よりそうこころの在宅クリニック

知的障害

当クリニックでは、訪問診療を中心として知的障害の診療を行っています。知的機能や適応能力の特性により、日常生活や対人関係、就労・就学などの場面で困難を抱えることがあります。また、不安やこだわり、感情のコントロールの難しさなどを伴う場合もあります。当クリニックでは、ご本人やご家族の困りごとに寄り添いながら、一人ひとりの特性に応じた支援や社会資源の活用を含めた診療を行い、安心して地域で生活できる環境づくりをサポートします。

知的障害とは

知的障害とは、発達期(おおむね18歳未満)に知的機能や適応能力の発達に遅れがみられ、日常生活や社会生活において支援を必要とする状態を指します。

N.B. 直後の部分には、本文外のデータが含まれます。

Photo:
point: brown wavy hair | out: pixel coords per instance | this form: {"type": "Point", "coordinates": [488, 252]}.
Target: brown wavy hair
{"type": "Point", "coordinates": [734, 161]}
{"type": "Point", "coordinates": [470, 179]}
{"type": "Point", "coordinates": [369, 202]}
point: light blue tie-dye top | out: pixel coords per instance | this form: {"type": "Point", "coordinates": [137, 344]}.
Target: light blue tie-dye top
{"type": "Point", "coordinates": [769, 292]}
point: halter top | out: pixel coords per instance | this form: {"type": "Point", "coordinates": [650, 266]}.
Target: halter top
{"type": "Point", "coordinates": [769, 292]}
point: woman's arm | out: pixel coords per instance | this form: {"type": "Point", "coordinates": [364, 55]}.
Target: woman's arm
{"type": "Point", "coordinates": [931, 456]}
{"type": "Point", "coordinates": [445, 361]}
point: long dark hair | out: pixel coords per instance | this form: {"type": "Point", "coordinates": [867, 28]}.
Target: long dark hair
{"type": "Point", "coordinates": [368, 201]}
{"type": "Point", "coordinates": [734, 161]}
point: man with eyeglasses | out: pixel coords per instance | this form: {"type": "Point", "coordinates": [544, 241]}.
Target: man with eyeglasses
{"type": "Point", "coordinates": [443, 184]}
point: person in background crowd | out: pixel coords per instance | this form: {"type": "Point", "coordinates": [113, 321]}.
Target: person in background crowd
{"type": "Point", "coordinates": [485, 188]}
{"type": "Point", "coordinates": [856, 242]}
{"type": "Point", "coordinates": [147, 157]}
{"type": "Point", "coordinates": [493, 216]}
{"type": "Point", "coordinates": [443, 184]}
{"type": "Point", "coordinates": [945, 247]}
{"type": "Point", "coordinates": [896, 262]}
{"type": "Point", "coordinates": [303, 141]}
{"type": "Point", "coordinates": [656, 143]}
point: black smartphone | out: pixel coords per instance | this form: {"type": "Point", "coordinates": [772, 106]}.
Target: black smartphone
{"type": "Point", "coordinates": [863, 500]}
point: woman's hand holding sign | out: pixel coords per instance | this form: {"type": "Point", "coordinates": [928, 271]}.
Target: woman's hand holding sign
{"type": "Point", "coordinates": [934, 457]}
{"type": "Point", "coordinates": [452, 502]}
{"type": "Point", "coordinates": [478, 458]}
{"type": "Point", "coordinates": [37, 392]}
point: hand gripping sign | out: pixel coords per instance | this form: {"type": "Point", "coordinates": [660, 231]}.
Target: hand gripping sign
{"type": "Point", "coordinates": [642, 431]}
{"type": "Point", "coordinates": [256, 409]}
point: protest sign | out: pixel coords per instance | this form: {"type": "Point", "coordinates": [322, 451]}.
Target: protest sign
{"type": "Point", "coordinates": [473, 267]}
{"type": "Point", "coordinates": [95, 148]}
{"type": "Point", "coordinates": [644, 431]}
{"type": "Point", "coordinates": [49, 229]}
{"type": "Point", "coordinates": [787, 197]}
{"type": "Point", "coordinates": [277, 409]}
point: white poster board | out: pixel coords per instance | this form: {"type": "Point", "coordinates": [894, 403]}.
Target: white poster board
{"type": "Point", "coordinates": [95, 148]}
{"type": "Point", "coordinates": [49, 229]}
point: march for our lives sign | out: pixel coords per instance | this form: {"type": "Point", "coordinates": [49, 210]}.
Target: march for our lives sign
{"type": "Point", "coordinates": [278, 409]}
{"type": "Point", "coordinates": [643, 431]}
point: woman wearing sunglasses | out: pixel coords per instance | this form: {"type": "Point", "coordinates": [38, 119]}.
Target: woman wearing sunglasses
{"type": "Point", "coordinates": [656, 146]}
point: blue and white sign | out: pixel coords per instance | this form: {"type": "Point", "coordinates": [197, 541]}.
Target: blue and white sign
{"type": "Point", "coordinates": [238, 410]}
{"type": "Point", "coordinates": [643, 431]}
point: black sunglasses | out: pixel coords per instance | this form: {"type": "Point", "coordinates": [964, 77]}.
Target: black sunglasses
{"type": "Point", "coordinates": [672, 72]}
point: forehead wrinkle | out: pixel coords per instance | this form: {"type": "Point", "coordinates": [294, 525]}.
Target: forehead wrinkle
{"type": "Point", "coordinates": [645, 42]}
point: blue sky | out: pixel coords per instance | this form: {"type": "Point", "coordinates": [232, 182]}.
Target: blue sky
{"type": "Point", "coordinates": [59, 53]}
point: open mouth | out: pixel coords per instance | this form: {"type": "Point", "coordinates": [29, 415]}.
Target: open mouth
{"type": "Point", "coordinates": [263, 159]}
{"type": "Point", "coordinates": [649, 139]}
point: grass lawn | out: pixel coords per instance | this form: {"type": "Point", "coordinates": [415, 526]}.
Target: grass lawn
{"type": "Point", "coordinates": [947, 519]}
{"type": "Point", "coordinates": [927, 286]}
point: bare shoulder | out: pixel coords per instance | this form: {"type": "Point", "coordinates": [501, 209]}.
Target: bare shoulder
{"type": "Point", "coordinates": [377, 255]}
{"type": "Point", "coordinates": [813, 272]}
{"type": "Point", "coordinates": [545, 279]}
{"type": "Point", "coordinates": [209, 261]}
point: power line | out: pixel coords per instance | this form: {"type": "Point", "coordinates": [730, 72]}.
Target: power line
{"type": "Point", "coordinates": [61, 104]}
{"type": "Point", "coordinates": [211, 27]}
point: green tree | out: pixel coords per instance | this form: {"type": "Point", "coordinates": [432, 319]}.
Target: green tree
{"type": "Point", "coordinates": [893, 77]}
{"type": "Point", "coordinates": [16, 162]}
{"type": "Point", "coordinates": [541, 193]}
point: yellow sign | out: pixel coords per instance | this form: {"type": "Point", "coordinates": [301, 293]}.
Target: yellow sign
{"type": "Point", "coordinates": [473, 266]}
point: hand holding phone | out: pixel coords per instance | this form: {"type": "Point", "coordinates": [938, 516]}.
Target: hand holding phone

知的障害のある方は、一人ひとり症状や特性が異なります。学習や理解に時間がかかることもあれば、コミュニケーションや金銭管理、対人関係などで困りごとを抱えることもあります。

近年では、子どもの頃に診断されず、大人になってから仕事や人間関係の困難をきっかけに診断を受けるケースも少なくありません。また、知的障害に加えて、不安障害やうつ病、発達障害などの精神疾患を併発することもあります。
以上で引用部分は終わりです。